These are unsettling times, to say the least, with dramatic change in the air. The shape and substance of economic globalization, including the development of Environmental/Social/Governance (ESG), within our global economic system, is a significant element to the unfolding transformation.  On the Social (S) front, we are witnessing a concerted effort, within the global community, to make real progress towards achieving the goals set out in the ILO Declaration on Principles and Rights at Work (the ILO Fundamental Declaration from 1998) ILO Fundamental Declaration: (1) no child labour; (2) no forced labour; (3) no discrimination in employment or occupation; and (4) freedom of association and the right of collective bargaining.

At the same time, the global community is moving towards including occupational health and safety as a fundamental principle and right at work alongside the previously named four core standards.

The ILO will be discussing the addition of occupational health and safety to the ILO’s Fundamental Declaration at its upcoming June 2022 International Labour Conference (ILC) where representatives of governments, workers and business gather each year to discuss issues pertaining to the workplace and the world of work.

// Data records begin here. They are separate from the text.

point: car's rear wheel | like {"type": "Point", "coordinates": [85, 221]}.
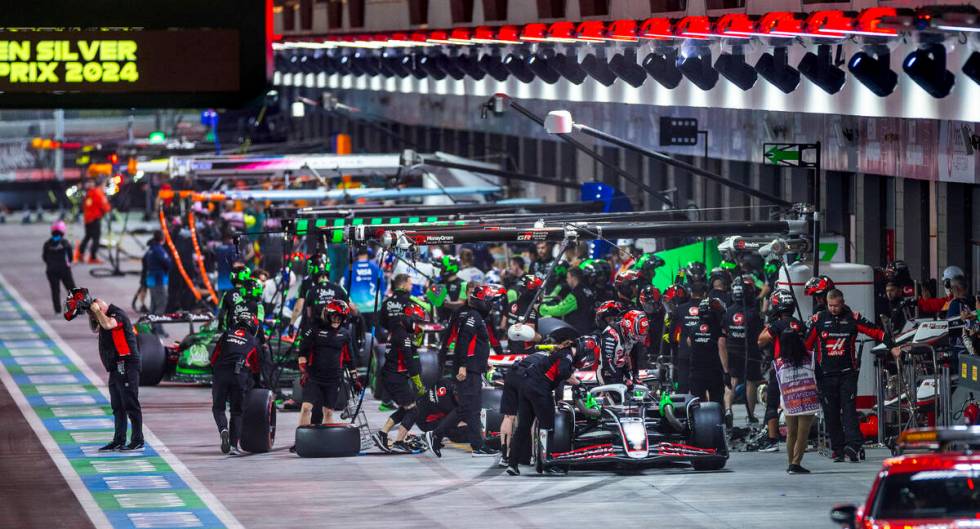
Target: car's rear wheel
{"type": "Point", "coordinates": [153, 358]}
{"type": "Point", "coordinates": [708, 431]}
{"type": "Point", "coordinates": [328, 440]}
{"type": "Point", "coordinates": [259, 421]}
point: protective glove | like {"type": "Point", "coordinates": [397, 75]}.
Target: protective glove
{"type": "Point", "coordinates": [419, 388]}
{"type": "Point", "coordinates": [436, 294]}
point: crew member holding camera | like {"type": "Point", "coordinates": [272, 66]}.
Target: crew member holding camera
{"type": "Point", "coordinates": [120, 357]}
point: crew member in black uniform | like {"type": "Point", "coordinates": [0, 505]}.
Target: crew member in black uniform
{"type": "Point", "coordinates": [470, 341]}
{"type": "Point", "coordinates": [526, 289]}
{"type": "Point", "coordinates": [709, 374]}
{"type": "Point", "coordinates": [742, 325]}
{"type": "Point", "coordinates": [577, 308]}
{"type": "Point", "coordinates": [120, 357]}
{"type": "Point", "coordinates": [449, 294]}
{"type": "Point", "coordinates": [234, 357]}
{"type": "Point", "coordinates": [832, 337]}
{"type": "Point", "coordinates": [537, 396]}
{"type": "Point", "coordinates": [57, 256]}
{"type": "Point", "coordinates": [782, 306]}
{"type": "Point", "coordinates": [325, 352]}
{"type": "Point", "coordinates": [684, 320]}
{"type": "Point", "coordinates": [401, 377]}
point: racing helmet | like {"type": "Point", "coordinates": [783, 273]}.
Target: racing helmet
{"type": "Point", "coordinates": [781, 301]}
{"type": "Point", "coordinates": [720, 274]}
{"type": "Point", "coordinates": [586, 352]}
{"type": "Point", "coordinates": [318, 266]}
{"type": "Point", "coordinates": [949, 274]}
{"type": "Point", "coordinates": [78, 301]}
{"type": "Point", "coordinates": [247, 321]}
{"type": "Point", "coordinates": [743, 289]}
{"type": "Point", "coordinates": [336, 307]}
{"type": "Point", "coordinates": [448, 264]}
{"type": "Point", "coordinates": [529, 283]}
{"type": "Point", "coordinates": [251, 289]}
{"type": "Point", "coordinates": [634, 325]}
{"type": "Point", "coordinates": [240, 274]}
{"type": "Point", "coordinates": [597, 271]}
{"type": "Point", "coordinates": [897, 270]}
{"type": "Point", "coordinates": [676, 295]}
{"type": "Point", "coordinates": [606, 311]}
{"type": "Point", "coordinates": [695, 272]}
{"type": "Point", "coordinates": [651, 301]}
{"type": "Point", "coordinates": [627, 281]}
{"type": "Point", "coordinates": [484, 296]}
{"type": "Point", "coordinates": [414, 315]}
{"type": "Point", "coordinates": [647, 265]}
{"type": "Point", "coordinates": [709, 309]}
{"type": "Point", "coordinates": [818, 286]}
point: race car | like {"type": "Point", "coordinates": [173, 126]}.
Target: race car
{"type": "Point", "coordinates": [631, 427]}
{"type": "Point", "coordinates": [188, 360]}
{"type": "Point", "coordinates": [938, 489]}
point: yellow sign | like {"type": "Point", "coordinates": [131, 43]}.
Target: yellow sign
{"type": "Point", "coordinates": [69, 61]}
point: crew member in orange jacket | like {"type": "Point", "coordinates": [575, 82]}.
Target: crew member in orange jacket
{"type": "Point", "coordinates": [95, 206]}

If the proposed resolution to elevate occupational health and safety is adopted at the ILC in two months’ time, it would commit all 187 Member States to respect and promote healthy and safe working conditions regardless of whether the Member State has ratified the underlying relevant Conventions.

If occupational health and safety is enshrined in the ILO’s Fundamental Declaration, it will underscore two unfolding developments related to the world of work.

First, the results will advance the global drive to infuse our global economic system with greater human-centred content – in search of a finer balance between economic development and social progress – consistent with the ILO Centenary Declaration from 2019 ILO Centenary Declaration

Second, occupational health and safety, buttressed by its new found international stature, would assume greater prominence within the jurisdiction of each ILO Member State.  This development would, in all likelihood, have legal, regulatory and practical consequences at the domestic level.